The British television station Channel 4 plans to air a third installment of its exposé on Trump campaign firm Cambridge Analytica on Tuesday in an episode examining how the firm influenced the 2016 U.S. presidential election.

Before the new installment in the series airs, however, a whistleblower who worked for the data analysis firm told CNN that Cambridge Analytica tested catchphrases Donald Trump used during the campaign, such as "drain the swamp" and "deep state," and worked with Steve Bannon years before the election.

At the time, Bannon was chief executive of Breitbart News, a hard-right website that he has called a platform for the alt-right. He later became the Trump campaign's chief executive and then President Donald Trump's chief White House strategist.

Steve Bannon speaks before introducing Republican senatorial candidate Roy Moore during a campaign event at Oak Hollow Farm in Fairhope, Alabama, on December 5, 2017. Cambridge Analytica tested catchphrases Donald Trump used during his presidential campaign, such as “drain the swamp” and “deep state,” and it worked with Bannon years before the election.
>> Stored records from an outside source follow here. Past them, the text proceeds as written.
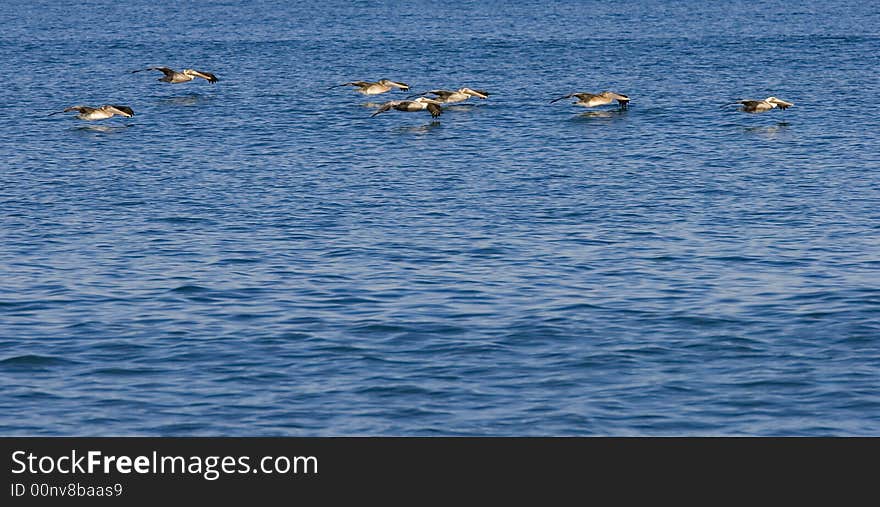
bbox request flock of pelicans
[50,67,794,120]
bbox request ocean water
[0,0,880,436]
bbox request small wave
[0,354,76,370]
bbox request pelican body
[49,104,134,121]
[370,97,443,118]
[328,79,409,95]
[421,88,489,104]
[550,91,629,109]
[131,67,219,84]
[738,97,794,113]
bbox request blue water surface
[0,0,880,436]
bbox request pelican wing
[773,98,794,109]
[428,104,443,118]
[420,90,455,100]
[107,104,134,118]
[550,92,595,104]
[61,106,97,114]
[49,106,88,116]
[327,81,375,90]
[370,100,400,118]
[737,99,764,110]
[190,69,220,83]
[388,80,409,92]
[464,88,489,99]
[131,67,174,77]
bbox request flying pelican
[49,104,134,120]
[370,97,443,118]
[550,91,629,109]
[327,79,409,95]
[131,67,219,83]
[737,97,794,113]
[410,88,489,104]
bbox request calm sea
[0,0,880,436]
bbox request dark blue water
[0,0,880,435]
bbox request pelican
[131,67,219,84]
[550,91,629,109]
[737,97,794,113]
[410,88,489,104]
[49,104,134,121]
[327,79,409,95]
[370,97,443,118]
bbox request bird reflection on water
[70,124,134,134]
[158,93,210,106]
[743,121,791,139]
[392,120,440,134]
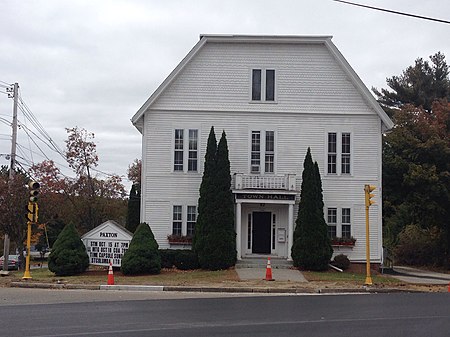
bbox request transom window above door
[251,69,275,102]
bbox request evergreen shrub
[174,249,200,270]
[159,249,177,269]
[332,254,350,270]
[48,224,89,276]
[394,225,445,266]
[121,222,161,275]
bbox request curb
[10,282,422,295]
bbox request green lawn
[7,268,239,285]
[302,271,401,285]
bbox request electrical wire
[0,80,14,86]
[332,0,450,24]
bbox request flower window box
[167,234,192,245]
[331,237,356,247]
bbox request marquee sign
[236,193,295,200]
[81,220,133,267]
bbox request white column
[236,202,242,260]
[288,204,294,261]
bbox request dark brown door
[252,212,271,254]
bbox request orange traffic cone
[108,262,114,286]
[266,256,274,281]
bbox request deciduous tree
[372,52,450,115]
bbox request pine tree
[125,184,141,233]
[121,222,161,275]
[292,148,333,270]
[372,52,450,115]
[200,131,236,270]
[48,224,89,276]
[192,127,217,264]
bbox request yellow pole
[365,206,372,285]
[22,221,32,279]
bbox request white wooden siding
[143,111,381,260]
[141,38,382,262]
[152,42,375,114]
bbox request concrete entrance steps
[236,256,293,269]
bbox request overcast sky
[0,0,450,186]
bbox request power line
[333,0,450,24]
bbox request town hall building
[132,35,393,263]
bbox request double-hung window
[172,205,197,237]
[327,207,352,239]
[173,129,184,171]
[252,69,275,102]
[250,130,275,173]
[173,129,198,172]
[328,132,337,174]
[341,133,350,174]
[186,206,197,236]
[188,130,198,172]
[250,131,261,173]
[341,208,352,239]
[327,132,351,175]
[172,205,183,235]
[327,208,337,239]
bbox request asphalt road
[0,293,450,337]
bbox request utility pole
[3,83,19,273]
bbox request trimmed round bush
[174,250,200,270]
[48,224,89,276]
[332,254,350,270]
[159,249,177,269]
[121,222,161,275]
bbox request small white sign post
[81,220,133,267]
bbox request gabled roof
[131,35,394,132]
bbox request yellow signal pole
[22,221,31,279]
[22,181,41,279]
[364,185,376,285]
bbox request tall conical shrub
[48,224,89,276]
[291,148,333,270]
[121,222,161,275]
[199,131,236,270]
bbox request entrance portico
[233,174,298,260]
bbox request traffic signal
[364,185,376,207]
[27,202,37,222]
[28,181,41,202]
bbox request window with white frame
[173,129,184,171]
[327,132,351,175]
[173,129,198,172]
[186,206,197,236]
[327,208,337,239]
[250,131,261,173]
[172,205,183,235]
[252,69,275,102]
[341,208,352,239]
[328,132,337,174]
[250,130,275,173]
[341,133,350,174]
[264,131,275,173]
[327,207,352,239]
[188,130,198,172]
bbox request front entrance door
[252,212,271,254]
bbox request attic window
[252,69,275,102]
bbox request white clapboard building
[132,35,393,262]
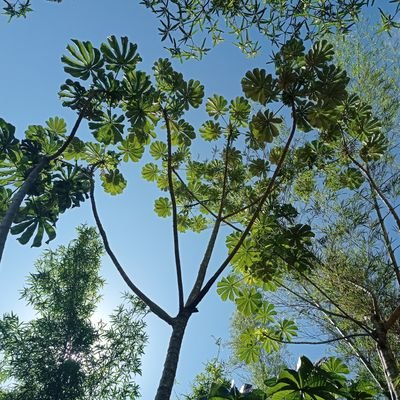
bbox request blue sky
[0,0,388,399]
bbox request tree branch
[162,108,184,311]
[192,104,297,307]
[370,175,400,285]
[90,172,173,326]
[263,333,369,345]
[172,169,242,232]
[0,110,85,261]
[383,305,400,331]
[186,131,232,307]
[347,155,400,233]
Joe Raedle/Getty Images

Breitbart is known for its anti-immigrant, anti-Muslim and anti-feminist sentiments, as well as for promoting far-right conspiracy theories like Pizzagate.
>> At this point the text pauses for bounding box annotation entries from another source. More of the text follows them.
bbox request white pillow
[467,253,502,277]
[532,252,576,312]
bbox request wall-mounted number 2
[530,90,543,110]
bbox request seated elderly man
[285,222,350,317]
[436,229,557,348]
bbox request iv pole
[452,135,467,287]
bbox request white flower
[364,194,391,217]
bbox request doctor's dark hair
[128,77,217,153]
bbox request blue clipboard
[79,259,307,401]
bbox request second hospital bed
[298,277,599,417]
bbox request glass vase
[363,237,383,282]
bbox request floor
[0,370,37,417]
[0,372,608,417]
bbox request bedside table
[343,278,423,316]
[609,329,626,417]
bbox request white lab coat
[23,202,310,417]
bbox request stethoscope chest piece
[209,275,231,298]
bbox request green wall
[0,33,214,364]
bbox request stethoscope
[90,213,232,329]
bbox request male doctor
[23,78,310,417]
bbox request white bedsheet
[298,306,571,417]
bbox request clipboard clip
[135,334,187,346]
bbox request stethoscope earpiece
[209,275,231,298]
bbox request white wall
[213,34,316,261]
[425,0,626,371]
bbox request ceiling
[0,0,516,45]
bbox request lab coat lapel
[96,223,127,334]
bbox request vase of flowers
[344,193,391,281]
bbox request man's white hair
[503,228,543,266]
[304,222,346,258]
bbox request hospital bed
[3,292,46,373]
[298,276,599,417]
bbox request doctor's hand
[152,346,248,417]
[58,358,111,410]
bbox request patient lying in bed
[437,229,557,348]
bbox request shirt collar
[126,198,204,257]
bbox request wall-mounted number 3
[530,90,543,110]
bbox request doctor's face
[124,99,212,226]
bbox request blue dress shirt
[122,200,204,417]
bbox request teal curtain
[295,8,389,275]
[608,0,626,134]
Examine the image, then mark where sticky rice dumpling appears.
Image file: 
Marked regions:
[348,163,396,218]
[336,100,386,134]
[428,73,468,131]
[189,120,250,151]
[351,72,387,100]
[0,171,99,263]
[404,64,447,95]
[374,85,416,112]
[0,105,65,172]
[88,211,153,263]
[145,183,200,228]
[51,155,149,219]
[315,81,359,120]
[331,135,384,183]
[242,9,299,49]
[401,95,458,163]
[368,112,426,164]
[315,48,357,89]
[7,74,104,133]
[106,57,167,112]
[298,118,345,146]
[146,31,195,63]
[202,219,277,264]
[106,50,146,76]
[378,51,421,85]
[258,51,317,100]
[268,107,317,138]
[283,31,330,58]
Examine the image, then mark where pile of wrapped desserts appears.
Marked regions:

"We were testing all kinds of messages and all kinds of imagery. That included images of walls, people scaling walls. We tested 'drain the swamp.' Testing ideas of the 'deep state' and the NSA watching you—the government is conspiring against you," the former Cambridge Analytica employee, Christopher Wylie, told CNN late Monday. Wylie said his work for Bannon went back to 2014.

Cambridge Analytica, a London-based firm, is accused of harvesting more than 50 million Facebook profiles against the social media platform's rules and using those to profiles to build a psychological tool that could identify voters who could be persuaded to vote for Trump. Britain's Information Commissioner's Office is now seeking a warrant against the firm.
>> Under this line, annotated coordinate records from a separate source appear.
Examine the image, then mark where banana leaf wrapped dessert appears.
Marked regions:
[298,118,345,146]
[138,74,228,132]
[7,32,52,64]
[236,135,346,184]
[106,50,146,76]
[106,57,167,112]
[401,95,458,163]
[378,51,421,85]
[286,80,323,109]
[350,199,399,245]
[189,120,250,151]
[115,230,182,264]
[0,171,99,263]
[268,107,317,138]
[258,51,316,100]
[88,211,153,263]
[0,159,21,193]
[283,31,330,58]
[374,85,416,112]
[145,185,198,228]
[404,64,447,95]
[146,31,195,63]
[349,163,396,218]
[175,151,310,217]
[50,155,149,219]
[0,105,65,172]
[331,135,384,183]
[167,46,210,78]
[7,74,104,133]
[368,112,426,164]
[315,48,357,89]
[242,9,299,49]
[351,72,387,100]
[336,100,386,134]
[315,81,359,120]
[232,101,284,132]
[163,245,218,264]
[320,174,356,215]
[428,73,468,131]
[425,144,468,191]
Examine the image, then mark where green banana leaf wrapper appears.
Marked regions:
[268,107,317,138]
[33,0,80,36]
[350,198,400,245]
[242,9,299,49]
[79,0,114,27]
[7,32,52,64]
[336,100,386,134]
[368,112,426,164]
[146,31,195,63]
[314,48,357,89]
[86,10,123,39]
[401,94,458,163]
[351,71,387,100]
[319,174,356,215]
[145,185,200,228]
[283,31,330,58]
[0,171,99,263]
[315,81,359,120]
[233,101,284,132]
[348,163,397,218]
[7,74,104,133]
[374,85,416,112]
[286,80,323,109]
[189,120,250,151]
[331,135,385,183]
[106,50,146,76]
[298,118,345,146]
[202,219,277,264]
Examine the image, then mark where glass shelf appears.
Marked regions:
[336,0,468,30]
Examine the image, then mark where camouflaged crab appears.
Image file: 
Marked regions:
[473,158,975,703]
Related: Where to watch: Trump campaign's Cambridge Analytica faces undercover exposé

The third part in Channel 4's undercover exposé of Cambridge Analytica will look at the firm's work on the 2016 U.S. presidential election and will appear on its YouTube channel at 3 p.m. EST on Tuesday. Cambridge Analytica denies it used Facebook data to target voters during the Trump campaign.

In the second part of Channel 4's exposé, which aired Monday, senior employees of the firm, including CEO Alexander Nix, detailed how Cambridge Analytica could lay honey traps using Ukrainian girls and offer bribes to politicians to ensnare them as part of its services.

"We just put information into the bloodstream of the internet…and then watch it grow, give it a little push every now and again…like a remote control," Mark Turnbull, the managing director of Cambridge Analytica Political Global, told an undercover journalist posing as a potential client.

"It has to happen without anyone thinking, That's propaganda, because the moment you think, That's propaganda, the next question is, Who's put that out?" Turnbull said.

Wylie, the whistleblower, told The Guardian last weekend that he helped create a "psychological warfare mindfuck tool" for Bannon at Cambridge Analytica in 2014.

After he was pushed out of the White House last August, Bannon returned to head Breitbart. He was ousted in January 2018, after making disparaging comments about Trump and his family in the White House exposé Fire and Fury, by author Michael Wolff.

Libertarian billionaire Robert Mercer holds an ownership stake in Cambridge Analytica, and late last year he sold his shares in Breitbart to his daughter Rebekah. Mercer contributed heavily to the Trump campaign, and Bannon was his protégé. Wylie said he met with the two as the firm worked to build its psychological tool.

Wylie told CNN Tuesday that "a lot of these narratives, which, at the time, would seem crazy for mainstream candidates to run on— those were the things we were finding there were pockets of Americans who this really appealed to." He said Bannon knew what would work in a campaign "because we were doing the research on it."